Follow-up in men with ALD is important for the early detection of adrenal insufficiency. If men do not have Addison’s disease it is recommended that an endocrinologist evaluates them yearly for adrenocortical dysfunction by measuring the plasma ACTH levels and performing an ACTH test. Steroid replacement therapy can then be initiated if necessary.
For adult men with or without signs of AMN, we advise evaluation by a neurologist yearly or bi-annually to screen for symptoms of AMN and to administer symptomatic treatment if necessary (for instance, medication against spasticity). Referral to a rehabilitation physician and urologist will often become necessary.
Adult men can develop cerebral ALD and in our centers, we offer an MRI of the brain every single year. There is no proven treatment for cerebral ALD in adults. It seems likely that allogeneic HSCT is also effective in adults with early stage cerebral ALD, but there are no published studies or cases describing this treatment. We tend to consider allogeneic HSCT in an adult patient with early stage cerebral ALD, after carefully counseling the patient about the lack of evidence for the treatment and the risk of the procedure which is significantly higher than in boys.
For AMN there is no effective disease modifying therapy available yet. Although Lorenzo’s oil (LO) had great promise, several open-label trials have shown that the disease progresses even when plasma VLCFA are normalized by LO treatment. A large randomized placebo-controlled clinical trial was designed to provide a definitive answer, but was unfortunately aborted before completion by the safety monitoring board because of presumed side effects of the placebo treatment. There is also a retrospective study suggesting that if presymptomatic boys are started on LO, it may delay the onset of neurological symptoms. We consider the scientific evidence to support the efficacy of LO weak, and do not offer this treatment to our patients. Regular follow-up in AMN remains important, however, mainly to provide symptomatic treatment.

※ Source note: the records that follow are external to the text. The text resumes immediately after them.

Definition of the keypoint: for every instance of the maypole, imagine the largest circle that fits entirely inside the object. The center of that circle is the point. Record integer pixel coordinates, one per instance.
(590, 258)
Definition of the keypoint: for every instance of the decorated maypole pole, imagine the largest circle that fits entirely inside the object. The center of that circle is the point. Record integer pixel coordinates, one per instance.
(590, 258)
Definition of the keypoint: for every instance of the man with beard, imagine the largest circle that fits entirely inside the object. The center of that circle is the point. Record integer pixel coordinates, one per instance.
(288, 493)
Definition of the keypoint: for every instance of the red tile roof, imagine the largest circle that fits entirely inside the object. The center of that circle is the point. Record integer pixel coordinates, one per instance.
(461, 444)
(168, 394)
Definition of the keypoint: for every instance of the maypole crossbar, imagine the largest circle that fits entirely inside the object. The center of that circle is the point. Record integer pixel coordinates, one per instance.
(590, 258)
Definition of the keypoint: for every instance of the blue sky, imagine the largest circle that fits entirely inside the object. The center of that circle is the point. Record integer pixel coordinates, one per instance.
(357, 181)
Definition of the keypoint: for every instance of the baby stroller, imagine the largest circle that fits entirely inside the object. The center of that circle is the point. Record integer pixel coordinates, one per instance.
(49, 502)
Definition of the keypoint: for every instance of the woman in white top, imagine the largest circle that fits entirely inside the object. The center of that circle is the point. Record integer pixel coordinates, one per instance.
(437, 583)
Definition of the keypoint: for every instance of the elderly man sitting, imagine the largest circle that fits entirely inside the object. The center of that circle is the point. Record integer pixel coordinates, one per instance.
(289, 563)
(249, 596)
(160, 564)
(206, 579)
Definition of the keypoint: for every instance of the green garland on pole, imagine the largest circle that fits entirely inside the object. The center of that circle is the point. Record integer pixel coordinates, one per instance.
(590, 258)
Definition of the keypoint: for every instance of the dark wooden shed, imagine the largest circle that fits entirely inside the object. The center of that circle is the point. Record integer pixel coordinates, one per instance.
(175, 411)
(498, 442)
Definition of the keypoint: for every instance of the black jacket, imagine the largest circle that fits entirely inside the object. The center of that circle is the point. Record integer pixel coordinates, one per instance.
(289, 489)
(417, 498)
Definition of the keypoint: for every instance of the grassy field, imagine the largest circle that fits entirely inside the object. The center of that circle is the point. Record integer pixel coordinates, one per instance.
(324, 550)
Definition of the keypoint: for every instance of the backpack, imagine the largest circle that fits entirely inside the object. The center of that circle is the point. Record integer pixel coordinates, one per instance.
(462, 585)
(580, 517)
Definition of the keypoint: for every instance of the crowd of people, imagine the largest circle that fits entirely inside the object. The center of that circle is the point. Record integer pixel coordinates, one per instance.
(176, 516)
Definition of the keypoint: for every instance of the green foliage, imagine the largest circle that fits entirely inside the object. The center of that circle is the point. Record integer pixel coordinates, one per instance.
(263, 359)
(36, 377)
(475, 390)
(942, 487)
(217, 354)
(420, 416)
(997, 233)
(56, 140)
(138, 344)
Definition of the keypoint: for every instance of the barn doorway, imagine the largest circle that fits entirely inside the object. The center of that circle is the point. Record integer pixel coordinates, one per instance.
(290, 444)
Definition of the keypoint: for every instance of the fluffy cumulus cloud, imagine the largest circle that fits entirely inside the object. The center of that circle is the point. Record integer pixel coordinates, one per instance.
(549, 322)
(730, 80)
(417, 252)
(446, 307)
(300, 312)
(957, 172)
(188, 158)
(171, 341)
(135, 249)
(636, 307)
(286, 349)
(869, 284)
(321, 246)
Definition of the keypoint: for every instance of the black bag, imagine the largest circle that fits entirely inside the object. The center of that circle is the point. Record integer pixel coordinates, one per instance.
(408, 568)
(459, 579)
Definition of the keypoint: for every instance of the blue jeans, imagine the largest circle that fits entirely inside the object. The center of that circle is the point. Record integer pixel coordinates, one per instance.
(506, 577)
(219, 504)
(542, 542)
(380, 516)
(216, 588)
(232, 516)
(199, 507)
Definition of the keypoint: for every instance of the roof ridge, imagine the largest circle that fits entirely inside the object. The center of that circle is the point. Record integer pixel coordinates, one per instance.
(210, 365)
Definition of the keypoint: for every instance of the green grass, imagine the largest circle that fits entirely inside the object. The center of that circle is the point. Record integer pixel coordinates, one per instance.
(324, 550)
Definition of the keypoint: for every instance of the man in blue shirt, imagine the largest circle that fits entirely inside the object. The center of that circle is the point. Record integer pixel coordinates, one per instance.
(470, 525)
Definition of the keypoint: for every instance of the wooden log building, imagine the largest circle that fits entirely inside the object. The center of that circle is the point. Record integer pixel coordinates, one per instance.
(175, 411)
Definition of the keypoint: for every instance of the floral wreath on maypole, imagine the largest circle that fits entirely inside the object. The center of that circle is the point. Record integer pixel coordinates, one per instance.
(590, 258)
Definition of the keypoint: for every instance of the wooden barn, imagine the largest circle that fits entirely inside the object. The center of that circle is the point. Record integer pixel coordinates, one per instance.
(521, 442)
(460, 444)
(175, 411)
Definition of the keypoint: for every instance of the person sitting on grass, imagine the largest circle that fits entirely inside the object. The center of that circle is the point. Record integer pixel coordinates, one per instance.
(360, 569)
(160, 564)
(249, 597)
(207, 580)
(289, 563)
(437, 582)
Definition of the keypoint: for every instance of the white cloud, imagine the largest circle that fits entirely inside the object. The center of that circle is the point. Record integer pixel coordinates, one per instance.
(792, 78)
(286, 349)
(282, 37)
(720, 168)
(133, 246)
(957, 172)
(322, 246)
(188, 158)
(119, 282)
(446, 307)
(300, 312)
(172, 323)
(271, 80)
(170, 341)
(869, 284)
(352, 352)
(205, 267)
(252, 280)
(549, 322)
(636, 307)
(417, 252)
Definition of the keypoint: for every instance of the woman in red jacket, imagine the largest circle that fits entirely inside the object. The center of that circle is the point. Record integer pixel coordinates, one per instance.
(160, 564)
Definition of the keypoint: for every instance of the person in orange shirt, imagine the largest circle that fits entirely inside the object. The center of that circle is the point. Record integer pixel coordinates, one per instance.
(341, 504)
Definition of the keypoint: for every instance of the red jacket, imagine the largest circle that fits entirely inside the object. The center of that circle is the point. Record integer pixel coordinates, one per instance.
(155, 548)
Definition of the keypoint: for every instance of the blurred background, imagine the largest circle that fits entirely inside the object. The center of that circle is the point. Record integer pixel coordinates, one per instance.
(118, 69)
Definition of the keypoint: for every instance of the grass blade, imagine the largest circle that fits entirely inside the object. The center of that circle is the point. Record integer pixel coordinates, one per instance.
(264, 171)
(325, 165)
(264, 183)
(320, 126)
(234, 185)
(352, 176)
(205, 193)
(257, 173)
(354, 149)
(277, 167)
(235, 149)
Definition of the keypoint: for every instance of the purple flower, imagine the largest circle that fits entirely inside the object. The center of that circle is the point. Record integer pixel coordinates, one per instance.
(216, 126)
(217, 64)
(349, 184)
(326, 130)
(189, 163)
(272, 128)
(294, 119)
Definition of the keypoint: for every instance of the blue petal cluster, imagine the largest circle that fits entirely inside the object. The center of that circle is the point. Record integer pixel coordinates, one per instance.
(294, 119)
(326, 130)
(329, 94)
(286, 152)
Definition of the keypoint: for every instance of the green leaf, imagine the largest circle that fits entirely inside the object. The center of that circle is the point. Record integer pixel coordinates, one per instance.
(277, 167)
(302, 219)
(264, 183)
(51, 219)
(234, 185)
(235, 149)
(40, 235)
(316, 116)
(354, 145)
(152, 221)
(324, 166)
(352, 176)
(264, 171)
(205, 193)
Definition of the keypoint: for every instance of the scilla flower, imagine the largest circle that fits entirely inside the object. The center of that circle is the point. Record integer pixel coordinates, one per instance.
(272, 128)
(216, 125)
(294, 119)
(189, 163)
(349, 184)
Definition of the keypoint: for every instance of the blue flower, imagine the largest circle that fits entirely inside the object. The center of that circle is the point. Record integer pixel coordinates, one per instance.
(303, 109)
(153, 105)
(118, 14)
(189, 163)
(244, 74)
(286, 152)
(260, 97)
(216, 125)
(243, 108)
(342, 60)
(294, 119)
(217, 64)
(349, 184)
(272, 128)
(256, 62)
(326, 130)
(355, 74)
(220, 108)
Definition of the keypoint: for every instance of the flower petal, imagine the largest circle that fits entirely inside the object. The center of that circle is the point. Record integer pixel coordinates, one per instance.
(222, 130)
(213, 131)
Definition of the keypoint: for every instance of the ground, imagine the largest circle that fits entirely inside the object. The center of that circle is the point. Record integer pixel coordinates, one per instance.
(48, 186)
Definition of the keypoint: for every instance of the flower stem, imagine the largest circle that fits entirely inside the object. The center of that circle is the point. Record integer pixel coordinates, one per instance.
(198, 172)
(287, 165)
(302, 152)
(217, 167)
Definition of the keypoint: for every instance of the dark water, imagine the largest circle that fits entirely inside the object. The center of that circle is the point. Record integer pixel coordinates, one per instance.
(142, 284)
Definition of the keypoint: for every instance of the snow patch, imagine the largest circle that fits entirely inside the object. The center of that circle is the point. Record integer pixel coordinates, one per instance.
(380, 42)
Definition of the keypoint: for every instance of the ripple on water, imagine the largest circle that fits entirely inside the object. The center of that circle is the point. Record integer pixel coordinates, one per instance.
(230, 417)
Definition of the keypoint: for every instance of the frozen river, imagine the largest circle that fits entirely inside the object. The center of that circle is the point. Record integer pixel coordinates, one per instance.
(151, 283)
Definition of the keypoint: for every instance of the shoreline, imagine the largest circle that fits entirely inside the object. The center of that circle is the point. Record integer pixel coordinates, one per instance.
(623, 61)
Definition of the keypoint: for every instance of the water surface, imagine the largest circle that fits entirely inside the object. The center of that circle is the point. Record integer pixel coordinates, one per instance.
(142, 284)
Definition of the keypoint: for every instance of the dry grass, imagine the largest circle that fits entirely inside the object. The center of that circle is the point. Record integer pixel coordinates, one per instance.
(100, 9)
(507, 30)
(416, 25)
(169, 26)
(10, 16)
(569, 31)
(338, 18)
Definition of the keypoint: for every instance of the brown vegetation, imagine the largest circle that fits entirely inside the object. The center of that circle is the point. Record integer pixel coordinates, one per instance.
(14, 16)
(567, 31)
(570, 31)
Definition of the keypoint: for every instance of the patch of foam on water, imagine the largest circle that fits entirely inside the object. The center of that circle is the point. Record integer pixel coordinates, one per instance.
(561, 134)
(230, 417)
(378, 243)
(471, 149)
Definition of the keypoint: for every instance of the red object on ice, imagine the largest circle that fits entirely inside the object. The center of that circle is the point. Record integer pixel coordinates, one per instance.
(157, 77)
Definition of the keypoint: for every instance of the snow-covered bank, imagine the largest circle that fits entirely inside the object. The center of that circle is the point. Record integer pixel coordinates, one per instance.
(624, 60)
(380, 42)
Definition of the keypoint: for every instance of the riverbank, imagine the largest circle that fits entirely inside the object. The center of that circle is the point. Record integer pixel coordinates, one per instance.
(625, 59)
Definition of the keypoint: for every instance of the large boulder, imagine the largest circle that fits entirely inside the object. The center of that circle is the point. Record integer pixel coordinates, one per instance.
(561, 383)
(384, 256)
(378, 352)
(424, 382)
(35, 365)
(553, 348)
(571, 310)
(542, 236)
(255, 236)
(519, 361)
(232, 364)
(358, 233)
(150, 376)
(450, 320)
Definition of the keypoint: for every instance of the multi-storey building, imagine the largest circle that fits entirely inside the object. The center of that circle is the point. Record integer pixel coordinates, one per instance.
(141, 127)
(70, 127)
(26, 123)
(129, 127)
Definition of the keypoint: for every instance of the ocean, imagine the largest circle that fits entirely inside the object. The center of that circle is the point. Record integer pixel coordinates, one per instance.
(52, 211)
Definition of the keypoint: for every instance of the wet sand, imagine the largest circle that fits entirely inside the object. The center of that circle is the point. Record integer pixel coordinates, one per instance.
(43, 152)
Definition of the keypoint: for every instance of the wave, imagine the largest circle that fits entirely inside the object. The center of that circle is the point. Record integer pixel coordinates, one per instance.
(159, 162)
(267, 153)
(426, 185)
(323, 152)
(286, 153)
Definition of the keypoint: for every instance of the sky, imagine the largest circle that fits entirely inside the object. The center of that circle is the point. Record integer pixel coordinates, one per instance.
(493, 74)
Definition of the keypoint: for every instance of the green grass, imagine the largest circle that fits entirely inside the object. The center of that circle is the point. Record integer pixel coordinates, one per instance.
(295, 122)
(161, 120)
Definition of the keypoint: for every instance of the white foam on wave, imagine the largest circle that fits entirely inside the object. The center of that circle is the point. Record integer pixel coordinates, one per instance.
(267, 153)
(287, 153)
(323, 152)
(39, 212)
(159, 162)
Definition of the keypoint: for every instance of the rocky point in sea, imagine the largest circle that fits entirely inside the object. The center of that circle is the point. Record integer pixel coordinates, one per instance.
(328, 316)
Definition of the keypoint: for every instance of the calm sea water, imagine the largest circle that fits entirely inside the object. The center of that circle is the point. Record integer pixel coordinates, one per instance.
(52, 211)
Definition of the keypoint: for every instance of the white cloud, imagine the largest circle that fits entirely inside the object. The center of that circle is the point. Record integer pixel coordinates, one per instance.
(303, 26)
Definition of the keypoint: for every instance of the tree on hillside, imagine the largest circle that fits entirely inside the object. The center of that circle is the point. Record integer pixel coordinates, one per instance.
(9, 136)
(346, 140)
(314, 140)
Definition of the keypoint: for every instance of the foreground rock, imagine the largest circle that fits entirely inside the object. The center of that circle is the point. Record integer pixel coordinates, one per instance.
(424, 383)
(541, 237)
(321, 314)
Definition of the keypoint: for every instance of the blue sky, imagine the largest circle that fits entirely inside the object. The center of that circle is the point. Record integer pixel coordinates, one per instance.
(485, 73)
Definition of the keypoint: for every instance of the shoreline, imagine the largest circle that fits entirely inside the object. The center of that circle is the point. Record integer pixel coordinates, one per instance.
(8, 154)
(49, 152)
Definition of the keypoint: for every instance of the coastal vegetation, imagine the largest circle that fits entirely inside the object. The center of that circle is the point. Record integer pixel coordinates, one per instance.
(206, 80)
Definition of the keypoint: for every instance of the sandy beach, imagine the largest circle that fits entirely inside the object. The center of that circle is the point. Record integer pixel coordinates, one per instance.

Women with ALD should be evaluated for the development of neurologic symptoms. Since women with ALD very rarely develop adrenal insufficiency or cerebral involvement, periodic evaluation of adrenal function and brain MRI is not mandatory. Greater awareness among physicians that women can develop neurologic symptoms is important for counseling but also to prevent unnecessary diagnostic tests and erroneous diagnosis. We know of cases of women with ALD who underwent cervical laminectomy for presumed cervical spondylogenic myelopathy. For symptomatic women with ALD, we advise (as for men with AMN) a yearly evaluation by a neurologist to discuss the indication of rehabilitation, the referral to an urologist and treatment of spasticity and neuropathic pain.